1911 film by D. W. Griffith

The Miser's Heart (1911)

The Miser's Heart is a 1911 American short silent drama film directed by D. W. Griffith for the Biograph Company. It stars Ynez Seabury as a child who befriends a miser and a thief. The film was shot in Fort Lee, New Jersey, where early film studios in America's first motion picture industry were based at the beginning of the 20th century. A print of the film survives.

==Plot==
A mother is very ill, too ill to play with her young daughter Kathy. She tells her child to play by herself. Kathy makes friends with a miser who lives upstairs and later Jules, a thief who has stolen a bag of baked goods. Jules lets Kathy have some of his food, which Kathy in turn shares with the miser.
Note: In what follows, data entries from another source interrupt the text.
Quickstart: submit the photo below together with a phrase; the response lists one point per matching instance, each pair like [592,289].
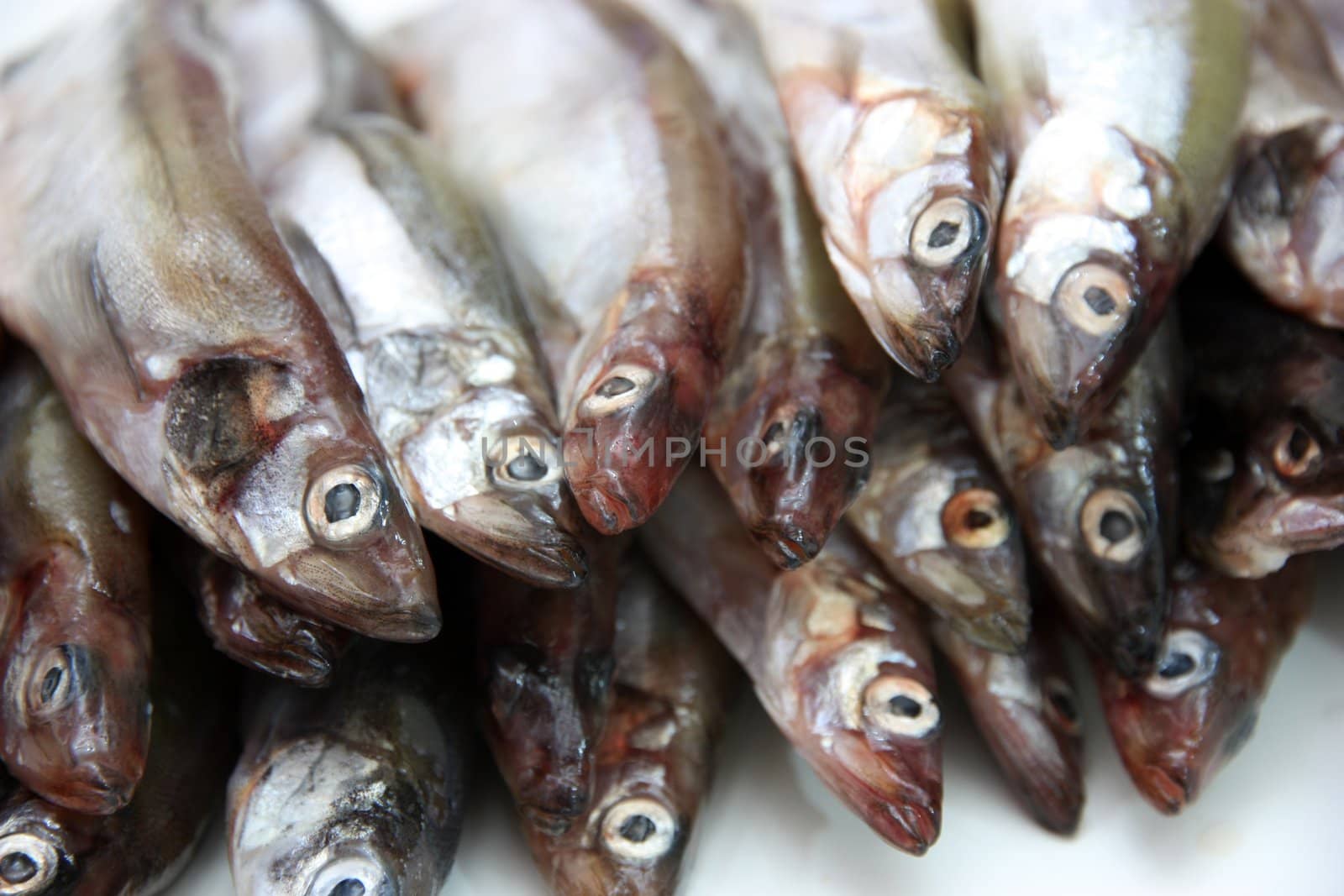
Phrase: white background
[1269,824]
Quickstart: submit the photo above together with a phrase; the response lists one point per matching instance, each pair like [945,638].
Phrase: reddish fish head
[850,681]
[1092,241]
[638,406]
[1283,222]
[796,448]
[302,496]
[76,705]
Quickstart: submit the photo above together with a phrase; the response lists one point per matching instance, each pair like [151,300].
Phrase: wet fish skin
[647,286]
[143,846]
[800,398]
[674,683]
[1280,224]
[1121,121]
[139,262]
[902,155]
[74,621]
[544,663]
[1178,727]
[255,629]
[938,519]
[354,789]
[837,653]
[1027,712]
[1263,469]
[1099,516]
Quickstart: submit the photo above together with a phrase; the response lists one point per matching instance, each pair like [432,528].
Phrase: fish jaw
[1090,244]
[1281,221]
[803,434]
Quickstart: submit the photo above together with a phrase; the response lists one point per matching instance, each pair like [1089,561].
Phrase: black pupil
[18,868]
[615,385]
[945,234]
[1176,665]
[1116,527]
[638,829]
[904,705]
[342,503]
[349,887]
[1100,300]
[50,683]
[526,466]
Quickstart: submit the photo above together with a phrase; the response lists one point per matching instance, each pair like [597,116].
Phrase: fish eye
[523,464]
[624,385]
[1296,453]
[638,829]
[1095,298]
[344,506]
[947,231]
[900,707]
[27,864]
[1187,658]
[976,519]
[1113,526]
[1062,705]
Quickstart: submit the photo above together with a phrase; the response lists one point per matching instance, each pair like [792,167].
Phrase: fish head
[850,681]
[1101,546]
[356,831]
[1090,244]
[302,493]
[640,401]
[795,454]
[927,230]
[1283,217]
[76,700]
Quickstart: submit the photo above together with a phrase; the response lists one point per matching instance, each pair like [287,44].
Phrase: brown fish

Meanwhile, two other thieves hear rumors of the miser's wealth. They break into his room and tie him up, but he refuses to give them the combination to his safe. When Kathy, who was sleeping in the room unbeknownst to the miser, wakes up, the crooks tie her up and dangle her by a rope outside, several stories above the ground, to pressure the old man. Kathy drops her doll, which lands near Jules. Jules runs for help. When the crooks start burning the rope holding Kathy, the miser gives them the combination. Jules returns with policemen, who spot Kathy before she is brought back into the room by one of the thieves. They rush upstairs and apprehend the criminals.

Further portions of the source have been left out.